Thai welterweight kickboxer and Muay Thai fighter (born 1983)

Saiyok Pumpanmuang (ไทรโยค พุ่มพันธ์ม่วง, /th/; born October 23, 1983), formerly known as Saiyoknoi Sakchainarong (ไทรโยคน้อย ศักดิ์ชัยณรงค์, /th/), is a Thai welterweight kickboxer and Muay Thai fighter.

He is a former Lumpinee Stadium 154 lbs champion, Thailand 147 lbs champion, WMC 140 lbs champion and Rajadamnern Stadium 140 lbs champion. Saiyok rose to fame during his time with Thai Fight, participating in the inaugural Thai Fight Kard Chuek tournament in 2013 and winning the 2014 Thai Fight 72.5kg Tournament.

== Biography and career ==
Saiyok Pumpanmuang was born as Sakdaa Niamhom on October 22, 1983, in lower northern Thailand in Phitsanulok, the capital of Phitsanulok Province. He began boxing at the age of 11 in the Sor Riendek camp.

== Career ==
=== Muay Thai ===
Known as Saiyoknoi Sakchainarong during early years of his career, he rose to fame by winning three stadium titles including one from the prestigious Rajadamnern Stadium. Saiyok was considered in Thailand one of the most promising fighters in the heavier weight classes, however he fell from grace after losing his belts to Singmanee Sor Srisompong, in a controversial match seen by the thai media as fraud.

After the fight, promoters shied away from the disgraced fighter, forcing him to find another job and earn living as fruit merchant. He was taken in by a promoter at Lumpinee Stadium, Lieutenant General Sukkhatat Pumphanmuang, who decided to help Saiyok on his return to the sport.

Saiyok, took Lumpinee promoter’s last name as part of his new ring alias, and on March 7, 2008, at Lumpinee he won the vacant welterweight title of Thailand by second-round KO over Singsiri Por Sirichai.

On January 9, 2010 at the Society of Journalists annual awards show in Bangkok, Saiyok was awarded the Muaythai Ambassador of the Year award.

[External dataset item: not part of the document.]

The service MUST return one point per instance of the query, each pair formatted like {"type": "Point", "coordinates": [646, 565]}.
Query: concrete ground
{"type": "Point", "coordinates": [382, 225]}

He faced Fabio Pinca at THAI FIGHT Extreme 2012: France on September 19, 2012, in Lyon, France, and won via decision after three rounds.

He fought Dylan Salvador in Roschtigrabe, Switzerland, on October 20, 2012, and lost by TKO after he could not continue due to a knee injury at the end of round one.

He outpointed Thiago Texeira at THAI FIGHT Extreme 2013: Muay Thai Day in Ayutthaya, Thailand, on February 23, 2013.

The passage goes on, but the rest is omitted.